She sat on the bathroom floor, and in desperation, begged the question, “What is the point of it all?”
Maybe the point of surviving is just that we survive together.
I know the feeling of darkness.
The heaviness that drags your entire being as you try lifting your foot to take the next step.
Your lungs that feel like collapsing under the weight of the world.
The cries and screams into a pillow to stifle the sound of the pain.
I know the intensity of the loneliness as you lay, stranded and grasping for someone to find you.
I know the demons that haunt your thoughts and tear you from the inside out.
I know it seems easier and preferable to end it all, to finally have a way out.
I don’t know your pain, but I know that familiar place it can take us to.
And I also know this.
There is hope.
You may not believe me. Not right now. And that’s okay. Stay with me.

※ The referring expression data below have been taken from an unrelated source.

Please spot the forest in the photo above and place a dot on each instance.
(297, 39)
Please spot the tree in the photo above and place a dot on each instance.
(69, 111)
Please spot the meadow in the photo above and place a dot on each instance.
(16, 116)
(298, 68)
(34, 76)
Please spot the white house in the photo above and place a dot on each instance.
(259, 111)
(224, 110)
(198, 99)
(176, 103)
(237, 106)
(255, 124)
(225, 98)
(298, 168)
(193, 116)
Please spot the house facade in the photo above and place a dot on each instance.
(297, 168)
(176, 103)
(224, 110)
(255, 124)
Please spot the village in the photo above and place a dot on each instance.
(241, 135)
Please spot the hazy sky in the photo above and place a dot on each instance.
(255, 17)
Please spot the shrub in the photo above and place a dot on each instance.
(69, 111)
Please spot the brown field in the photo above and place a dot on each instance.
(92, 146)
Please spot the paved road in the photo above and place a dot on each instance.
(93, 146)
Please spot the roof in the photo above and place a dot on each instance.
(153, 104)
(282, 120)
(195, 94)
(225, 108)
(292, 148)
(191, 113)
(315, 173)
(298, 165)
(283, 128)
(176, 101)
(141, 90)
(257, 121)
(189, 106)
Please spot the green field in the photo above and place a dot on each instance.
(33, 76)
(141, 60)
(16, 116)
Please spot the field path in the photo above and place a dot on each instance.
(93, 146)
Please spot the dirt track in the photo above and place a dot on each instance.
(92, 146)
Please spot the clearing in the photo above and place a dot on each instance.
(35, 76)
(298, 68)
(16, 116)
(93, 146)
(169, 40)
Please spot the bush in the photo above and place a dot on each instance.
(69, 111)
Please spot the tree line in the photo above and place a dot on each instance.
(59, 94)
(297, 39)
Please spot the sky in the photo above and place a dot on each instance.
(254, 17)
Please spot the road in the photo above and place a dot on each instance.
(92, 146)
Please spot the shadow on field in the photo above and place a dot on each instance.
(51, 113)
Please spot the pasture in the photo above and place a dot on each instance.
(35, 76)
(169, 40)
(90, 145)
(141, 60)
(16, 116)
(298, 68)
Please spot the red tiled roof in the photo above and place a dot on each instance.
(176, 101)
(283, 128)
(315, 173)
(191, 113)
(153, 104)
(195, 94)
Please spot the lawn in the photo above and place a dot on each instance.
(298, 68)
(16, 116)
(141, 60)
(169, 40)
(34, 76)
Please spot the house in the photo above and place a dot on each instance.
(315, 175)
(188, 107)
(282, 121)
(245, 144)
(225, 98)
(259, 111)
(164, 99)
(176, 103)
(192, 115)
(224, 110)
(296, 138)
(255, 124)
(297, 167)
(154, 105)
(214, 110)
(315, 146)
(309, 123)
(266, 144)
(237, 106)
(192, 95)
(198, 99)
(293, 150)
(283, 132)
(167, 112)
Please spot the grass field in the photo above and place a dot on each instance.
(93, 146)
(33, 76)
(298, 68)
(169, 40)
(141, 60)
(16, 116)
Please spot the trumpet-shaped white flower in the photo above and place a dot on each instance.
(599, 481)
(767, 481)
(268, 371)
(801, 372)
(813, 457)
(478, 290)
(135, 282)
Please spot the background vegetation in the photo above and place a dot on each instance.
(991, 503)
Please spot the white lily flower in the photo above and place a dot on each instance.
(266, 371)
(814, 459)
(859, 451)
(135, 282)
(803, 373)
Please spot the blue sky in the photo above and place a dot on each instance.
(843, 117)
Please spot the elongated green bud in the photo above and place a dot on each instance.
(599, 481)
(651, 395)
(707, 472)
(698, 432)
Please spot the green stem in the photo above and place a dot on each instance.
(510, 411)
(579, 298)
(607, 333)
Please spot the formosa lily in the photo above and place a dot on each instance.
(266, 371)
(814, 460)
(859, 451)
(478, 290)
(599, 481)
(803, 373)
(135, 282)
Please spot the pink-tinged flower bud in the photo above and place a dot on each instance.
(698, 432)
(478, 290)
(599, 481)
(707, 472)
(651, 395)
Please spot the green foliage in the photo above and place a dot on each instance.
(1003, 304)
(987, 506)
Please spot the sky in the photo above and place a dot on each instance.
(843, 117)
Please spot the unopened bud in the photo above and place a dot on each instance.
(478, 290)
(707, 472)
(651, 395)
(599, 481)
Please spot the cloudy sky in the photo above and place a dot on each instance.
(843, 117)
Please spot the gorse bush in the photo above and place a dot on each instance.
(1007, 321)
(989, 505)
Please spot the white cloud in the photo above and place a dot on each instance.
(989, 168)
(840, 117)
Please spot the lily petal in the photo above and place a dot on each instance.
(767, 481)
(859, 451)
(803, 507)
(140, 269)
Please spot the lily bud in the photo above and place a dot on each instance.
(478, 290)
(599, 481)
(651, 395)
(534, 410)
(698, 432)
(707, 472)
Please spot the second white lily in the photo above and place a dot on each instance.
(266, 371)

Your pain is valuable. There will be someone one day who looks at you and says “thank you for not giving up.”
It is unique. There is no other story exactly like yours and there never will be. It is yours and yours alone.
It is real. Don’t let anyone tell you any differently.
It is important. If you can brace through the pain, it will one day heal another’s hurting heart.
And remember one thing. You are absolutely worthy of love and belonging.
I am familiar with the point of no return, the place of giving up and giving in.
The point of complete and utter exhaustion.
The numbing and escaping and forcing your eyes to open each day.
And I also know that you are worth the fight.
We are worth the fight.
And so she said with tears glistening in her eyes,
“If you stick around, I’ll stick around…pinky promise.”